As the recount of votes in the state of Georgia is comes to a close, election officials report a slight change from the original presidential race results when Joe Biden held a 14,000 vote lead over Donald Trump after the discovery of uncounted votes. 

Monday, Floyd County uncovered 2,600 votes that were missed during the initial count on election night. The Secretary of State’s office said it was human error and called for the elections director in the county to step down. The votes changed the margin by about 800 in favor of Donald Trump. Joe Biden still leads in Georgia by more than 13,000 votes. 

The margin was similar in the Perdue-Ossoff race and will not affect the runoff, according to the Secretary of State’s office. Floyd County, located about 60 miles to the north of Atlanta, includes the city of Rome, Georgia.

And now there are questions of tampering by South Carolina Senator Lindsey Graham have arisen. Georgia Secretary of State Brad Raffensperger said that Graham asked him if he had the power to reject absentee ballots during the recount. 

In a Washington Post interview, the Republican Secretary of State called out Senator Graham as the latest Republican to suggest that he find a way to reject legally cast ballots in order to improve Donald Trump’s re-election chances. This would have involved disqualifying more absentee ballots based on mismatched signatures. 

Raffensperger said, “It sure looked like he was wanting to go down that road.”
When asked about the conversation with Raffensperger, Senator Graham said he was “trying to find out how the signature stuff worked.” He said Raffensperger “did a good job of explaining to me how they verify signatures.” 

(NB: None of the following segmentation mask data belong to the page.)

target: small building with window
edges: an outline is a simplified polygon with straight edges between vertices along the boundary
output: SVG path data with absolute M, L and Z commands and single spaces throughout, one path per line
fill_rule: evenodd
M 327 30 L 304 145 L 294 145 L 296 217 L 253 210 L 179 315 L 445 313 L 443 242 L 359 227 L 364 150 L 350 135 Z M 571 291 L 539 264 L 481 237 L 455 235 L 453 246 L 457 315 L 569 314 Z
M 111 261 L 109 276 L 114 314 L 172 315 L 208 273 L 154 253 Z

When asked about Raffensperger’s interpretation that he was suggesting that legally cast ballots should be thrown out, Graham said, “That’s ridiculous.”

Why We Need To Know:

Even as Republican allies stand with Donald Trump as he refuses to admit defeat, Graham sees the writing on the walls or the votes tabulated on television screens. Although he did not or will not say, the focus has moved away from the presidency and on to the Georgia U.S.Senate run-offs.

Lindsay Graham and his 49 Republican colleagues in the Senate recognize the slim lead they currently hold, 50 to 48. The conversation may have been just to satisfy Donald Trump about the how the votes were counted in the presidential election. But Graham, Mitch McConnell and other Republican Senators have put November 3 in the past and are looking toward the future, January 5 and beyond.